Led by Rep. Mike Gallagher, R-Wis., the bipartisan group wants to meet a list of requirements the previous chief of Indo-Pacific Command, then-Adm. Philip Davidson, submitted to Congress in March. Biden’s 2022 budget, released Friday, contains $5.1 billion for PDI, but it’s a departure from the needs in Davidson’s Sec. 1251 report.
“USINDOPACOM has an urgent requirement for a more lethal, hardened, and dispersed American military posture in the Indo-Pacific region,” the lawmakers wrote in a letter to House Defense Appropriations Subcommittee Chair Betty McCollum, D-Minn., and ranking member Ken Calvert, R-Calif.
“In this unique budget cycle, while we are still awaiting full details on where these new starts and existing programs will be located at the program, project, and activity level, we express our strong support for the full funding of $4.68 billion of collective initiatives outlined by [INDOPACOM].”
Notable signatories include House Seapower Subcommittee chairman, Rep. Joe Courtney, D-Conn., and ranking member, Rep. Rob Wittman, R-Va., as well as House Armed Services Committee Democratic Reps. Elaine Luria and Elissa Slotkin, and Republican Reps. Mike Turner and Matt Gaetz.
The lawmakers highlight INDOPACOM’s top priority, a missile defense system to protect Guam, for which the Biden budget offers half the $350 million INDOPACOM proposed.
They also emphasize funding for the Homeland Defense Radar – Hawaii, a $1.9 billion project omitted from the Missile Agency’s latest budget request. The agency is reportedly seeking public feedback on potential sites for the array, meant to quickly identify missile threats to Hawaii.
When the budget was released, lead Pentagon budget official Anne McAndrew said the request contains a range of spending for the Indo-Pacific and that the PDI subsection reflects “investments especially important to developing the robust capability required to maintain deterrence.”
The lion’s share, or $4.9 billion, funds “joint force lethality,” with $150 million for exercises, experimentation and innovation, and $23 million for force design and posture. The account covers increased investments in the Tomahawk and Standard Missile 6; land-based conventional fires exceeding the 500 km-limit of the defunct Intermediate-Range Nuclear Forces Treaty, and hypersonic weapons like the Navy’s Conventional Prompt Strike capability.
Just ahead of Biden’s budget announcement, Senate Armed Services Committee Ranking Member Sen. Jim Inhofe, R-Okla., and his House counterpart, Rep. Mike Rogers, R-Ala., said in a statement that the Biden PDI submission had “entirely missed the point.”
In a Defense News op-ed Wednesday, a former lead adviser to SASC Republicans on the development of the PDI, Dustin Walker, argued that Congress established it specifically to invest in and track joint and enabling capabilities for the Pacific, but most of Biden’s PDI goes toward big-ticket procurement items, like the F-35 program and Navy vessels.
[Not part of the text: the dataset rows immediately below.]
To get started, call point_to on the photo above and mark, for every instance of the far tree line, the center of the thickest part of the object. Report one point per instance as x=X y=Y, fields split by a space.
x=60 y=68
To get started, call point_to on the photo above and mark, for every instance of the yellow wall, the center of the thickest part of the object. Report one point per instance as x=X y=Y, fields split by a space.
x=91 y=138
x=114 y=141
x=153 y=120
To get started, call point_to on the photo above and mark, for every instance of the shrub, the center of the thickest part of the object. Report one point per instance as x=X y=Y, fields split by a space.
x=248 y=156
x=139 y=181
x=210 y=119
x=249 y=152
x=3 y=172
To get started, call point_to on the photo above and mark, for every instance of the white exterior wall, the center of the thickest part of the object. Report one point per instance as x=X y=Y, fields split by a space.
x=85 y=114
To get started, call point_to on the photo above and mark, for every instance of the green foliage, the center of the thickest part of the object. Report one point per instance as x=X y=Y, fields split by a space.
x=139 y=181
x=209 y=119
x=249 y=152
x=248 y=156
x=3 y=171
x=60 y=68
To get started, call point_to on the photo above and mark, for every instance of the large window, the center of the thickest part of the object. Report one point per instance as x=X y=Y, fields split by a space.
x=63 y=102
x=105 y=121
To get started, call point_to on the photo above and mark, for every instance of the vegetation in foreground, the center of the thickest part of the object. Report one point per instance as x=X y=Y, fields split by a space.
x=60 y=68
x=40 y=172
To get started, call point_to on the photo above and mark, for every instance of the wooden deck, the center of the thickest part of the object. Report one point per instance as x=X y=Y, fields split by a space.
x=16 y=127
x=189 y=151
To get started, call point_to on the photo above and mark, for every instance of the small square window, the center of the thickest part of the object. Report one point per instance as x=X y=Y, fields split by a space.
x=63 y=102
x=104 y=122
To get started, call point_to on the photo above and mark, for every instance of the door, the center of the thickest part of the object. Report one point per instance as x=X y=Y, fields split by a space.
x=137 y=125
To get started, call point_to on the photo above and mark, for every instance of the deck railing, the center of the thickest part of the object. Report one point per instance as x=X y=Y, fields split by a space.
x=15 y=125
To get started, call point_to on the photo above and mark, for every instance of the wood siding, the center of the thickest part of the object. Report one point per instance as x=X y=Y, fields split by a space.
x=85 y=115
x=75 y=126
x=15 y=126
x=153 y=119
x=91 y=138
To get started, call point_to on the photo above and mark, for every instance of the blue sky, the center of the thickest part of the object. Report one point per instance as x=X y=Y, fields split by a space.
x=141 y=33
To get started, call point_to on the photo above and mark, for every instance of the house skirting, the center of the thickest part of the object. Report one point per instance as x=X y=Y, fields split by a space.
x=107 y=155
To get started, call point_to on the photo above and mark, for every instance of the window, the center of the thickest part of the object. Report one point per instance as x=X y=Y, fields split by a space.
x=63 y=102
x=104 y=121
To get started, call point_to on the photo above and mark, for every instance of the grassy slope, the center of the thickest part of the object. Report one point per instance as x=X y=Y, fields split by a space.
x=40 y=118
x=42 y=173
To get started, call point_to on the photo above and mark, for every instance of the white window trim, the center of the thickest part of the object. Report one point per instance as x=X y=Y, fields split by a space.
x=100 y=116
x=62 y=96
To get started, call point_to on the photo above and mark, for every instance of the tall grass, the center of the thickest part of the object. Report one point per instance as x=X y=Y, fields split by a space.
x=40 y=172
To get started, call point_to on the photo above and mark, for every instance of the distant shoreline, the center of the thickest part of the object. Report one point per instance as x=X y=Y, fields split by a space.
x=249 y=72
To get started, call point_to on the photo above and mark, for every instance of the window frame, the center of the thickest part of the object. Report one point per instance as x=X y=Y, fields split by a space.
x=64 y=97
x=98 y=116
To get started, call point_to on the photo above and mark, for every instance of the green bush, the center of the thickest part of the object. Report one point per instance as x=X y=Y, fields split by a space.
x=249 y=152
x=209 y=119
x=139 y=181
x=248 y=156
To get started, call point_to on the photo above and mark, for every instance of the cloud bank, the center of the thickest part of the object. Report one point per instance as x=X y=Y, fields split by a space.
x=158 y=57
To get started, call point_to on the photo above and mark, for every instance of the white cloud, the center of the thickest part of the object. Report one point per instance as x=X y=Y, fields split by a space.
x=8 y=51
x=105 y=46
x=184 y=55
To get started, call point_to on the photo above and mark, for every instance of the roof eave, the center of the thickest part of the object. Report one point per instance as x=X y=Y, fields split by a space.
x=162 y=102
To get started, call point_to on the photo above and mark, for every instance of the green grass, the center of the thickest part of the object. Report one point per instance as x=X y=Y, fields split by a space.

“Congress should remove platform-centric investments from PDI,” Walker says. “Shipbuilding and F-35 upgrades are important investments that should be funded elsewhere in the budget, not in PDI.”
The budget request includes more than $1 billion in infrastructure investments in Guam, Japan and Australia, but they’re not identified as PDI investments ― even though one of the largest categories in Davidson’s report involves new infrastructure, like training facilities, “power projection airfields” and prepositioned stores around the region.
“Congress established PDI to improve budget transparency and oversight,” Walker says. “The Pentagon’s PDI request does the opposite by omitting investments that would fit well within PDI, while including those with tenuous connection to the purposes set out by Congress in legislation.”